“La sfida più grande è essere paziente”. Smaltita l’euforia del primo titolo slam e giunta a patti con la realtà del circuito maggiore, Emma Raducanu potrebbe aver ritrovato la retta via fuori dal campo. Subito dopo l’exploit newyorchese, il mancato rinnovo del part-time con Andrew Richardson aveva aperto tanti interrogativi sul futuro della britannica, divisa tra la volontà di trovare un tecnico con più esperienza e la convinzione dichiarata di potersi gestire in autonomia. Nel mese successivo, tra Indian Wells e Cluj-Napoca, si è consumata una piccola rivoluzione d’ottobre (in questo caso nessuna necessità di ricorrere al calendario giuliano). “Non ho tanta esperienza nei match notturni”. “Non ho giocato tanti incontri in lotta a livelli così alti”, sono solo un paio delle tante dichiarazioni in netto contrasto con la precedente convinzione, durata giusto il tempo di un Met Gala ed una prima di 007, di poter rimandare la scelta del nuovo coach. Un errore di gioventù al primo contatto con la fama, si può tranquillamente soprassedere, le difficoltà spesso sono più un’occasione che una condanna. Giustamente tappezzata di sponsor ed attenzioni Emma ha la fortuna e la sfortuna, a seconda dei risultati, di essere britannica. Affrontare un improvviso picco di popolarità non è facile, figuriamoci nel Paese che più di tutti porta i suoi idoli dall’attico allo scantinato senza passare per il pianterreno.
La gestione Torben Beltz è iniziata con un pre stagione rovinato dalla positività al coronavirus – costata l’esibizione di Abu Dhabi – e con il 6-0 6-1 incassato a Sydney contro Elena Rybakina. L’esordio nel primo major dopo il trionfo di Flushing Meadows presenterà Sloane Stephens, giocatrice sparita dai radar di assoluto vertice dopo l’affermazione slam. Una sorta di fantasma per Emma, presto oggetto di paragone con l’americana e l’ancora più bistrattata Jelena Ostapenko. Eventuali passaggi a vuoto potrebbero alimentare un circolo vizioso, ma proprio qui sarà fondamentale la pazienza, cosa che Emma sembra aver capito. Il 2022 sarà un anno di prime volte più che di conferme, tant’è vero che Raducanu nonostante sia già campionessa slam, non ha mai affrontato una top ten in carriera. Questa non è cosa da poco, specialmente se paragonata all’altra campionessa slam del nuovo millennio Iga Swiatek.
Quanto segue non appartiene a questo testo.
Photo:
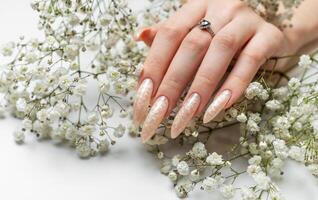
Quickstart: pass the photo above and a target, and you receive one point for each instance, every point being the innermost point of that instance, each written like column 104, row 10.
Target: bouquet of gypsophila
column 88, row 46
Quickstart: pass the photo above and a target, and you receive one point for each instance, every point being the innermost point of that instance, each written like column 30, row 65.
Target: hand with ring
column 196, row 45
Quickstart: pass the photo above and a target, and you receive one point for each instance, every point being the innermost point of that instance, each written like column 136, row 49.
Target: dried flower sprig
column 46, row 83
column 89, row 43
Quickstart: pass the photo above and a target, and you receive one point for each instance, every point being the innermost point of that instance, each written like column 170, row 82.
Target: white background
column 41, row 170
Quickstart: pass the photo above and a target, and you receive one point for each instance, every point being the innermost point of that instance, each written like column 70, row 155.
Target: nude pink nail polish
column 154, row 118
column 142, row 101
column 185, row 114
column 217, row 106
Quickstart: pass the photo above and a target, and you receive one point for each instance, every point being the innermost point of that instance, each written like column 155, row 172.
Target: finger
column 163, row 49
column 222, row 49
column 265, row 44
column 147, row 34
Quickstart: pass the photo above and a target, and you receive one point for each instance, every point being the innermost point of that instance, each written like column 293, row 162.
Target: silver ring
column 205, row 25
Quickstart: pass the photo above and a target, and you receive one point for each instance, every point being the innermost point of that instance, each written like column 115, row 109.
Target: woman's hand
column 181, row 52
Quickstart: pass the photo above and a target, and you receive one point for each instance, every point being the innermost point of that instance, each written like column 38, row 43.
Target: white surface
column 40, row 170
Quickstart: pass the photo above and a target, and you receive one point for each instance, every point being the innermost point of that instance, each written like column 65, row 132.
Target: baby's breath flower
column 183, row 168
column 19, row 136
column 305, row 61
column 241, row 118
column 199, row 150
column 227, row 191
column 214, row 159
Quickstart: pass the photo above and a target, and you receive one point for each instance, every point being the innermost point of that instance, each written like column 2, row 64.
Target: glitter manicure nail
column 185, row 114
column 142, row 101
column 154, row 118
column 217, row 106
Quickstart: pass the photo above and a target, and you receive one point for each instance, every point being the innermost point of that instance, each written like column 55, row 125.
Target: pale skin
column 181, row 55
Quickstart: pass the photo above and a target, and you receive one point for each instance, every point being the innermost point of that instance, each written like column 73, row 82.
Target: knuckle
column 225, row 41
column 205, row 81
column 196, row 42
column 172, row 84
column 240, row 81
column 255, row 58
column 170, row 31
column 236, row 6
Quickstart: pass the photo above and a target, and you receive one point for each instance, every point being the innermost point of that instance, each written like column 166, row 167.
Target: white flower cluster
column 282, row 124
column 47, row 83
column 48, row 86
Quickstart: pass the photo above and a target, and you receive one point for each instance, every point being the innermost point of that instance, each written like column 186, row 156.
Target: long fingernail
column 217, row 106
column 142, row 101
column 185, row 115
column 154, row 118
column 140, row 33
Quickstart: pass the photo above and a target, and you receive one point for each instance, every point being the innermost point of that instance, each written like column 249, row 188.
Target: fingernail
column 142, row 101
column 139, row 34
column 217, row 106
column 185, row 115
column 154, row 118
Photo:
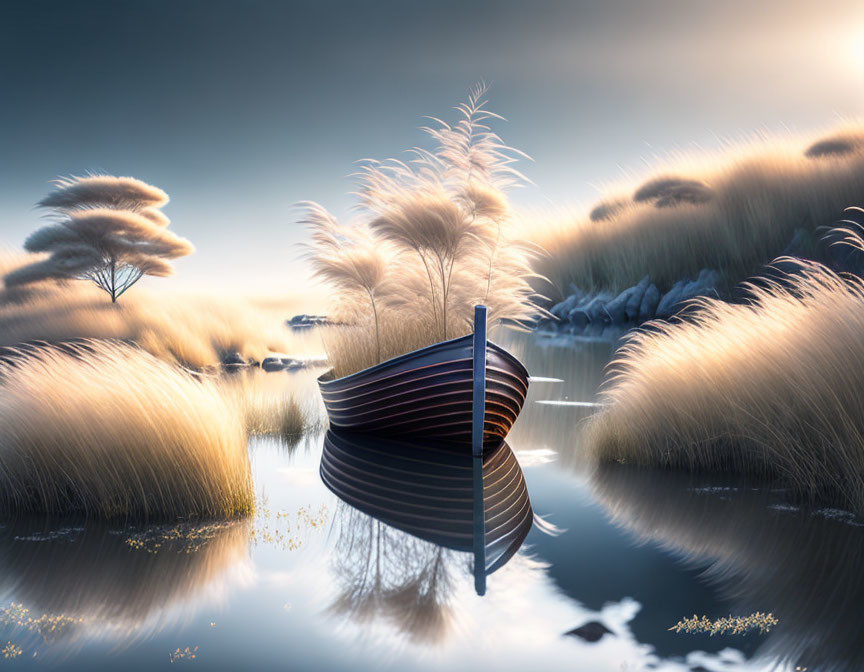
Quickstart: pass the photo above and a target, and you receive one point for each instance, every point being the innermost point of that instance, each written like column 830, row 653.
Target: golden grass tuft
column 196, row 331
column 733, row 212
column 111, row 431
column 434, row 240
column 266, row 407
column 772, row 388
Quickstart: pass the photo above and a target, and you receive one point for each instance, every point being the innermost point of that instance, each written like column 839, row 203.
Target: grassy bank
column 111, row 431
column 193, row 330
column 771, row 389
column 732, row 211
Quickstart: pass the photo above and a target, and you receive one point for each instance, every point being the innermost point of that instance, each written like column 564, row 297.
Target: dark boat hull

A differenza della polacca, la giocatrice al servizio di Sua Maestà si è catapultata nell’élite senza un background di vittorie e sconfitte nel circuito maggiore.
Lo shock è stato forte, ma al netto delle tante sfumature, guai a mettere in dubbio il tennis dell’attuale numero 18 WTA. L’impresa resterà a prescindere, ma salvo eventi imponderabili, quello di Raducanu difficilmente sarà un unicum. Come la quasi totalità delle colleghe farà su e giù nel corso di mesi, a volte di settimane; ed è già stato così se si pensa che nel 2019, anno del primo titolo $25.000, non si è spinta oltre il primo turno di Australian Open e Wimbledon Junior. Della cavalcata newyorchese sorprese tanto la facilità di gioco, una condizione simile di inconsapevolezza mista spensieratezza non si presenterà mai più, ma colpi, mobilità e lettura tattica non svaniscono nel nulla. Pazienza Emma, serve solo pazienza.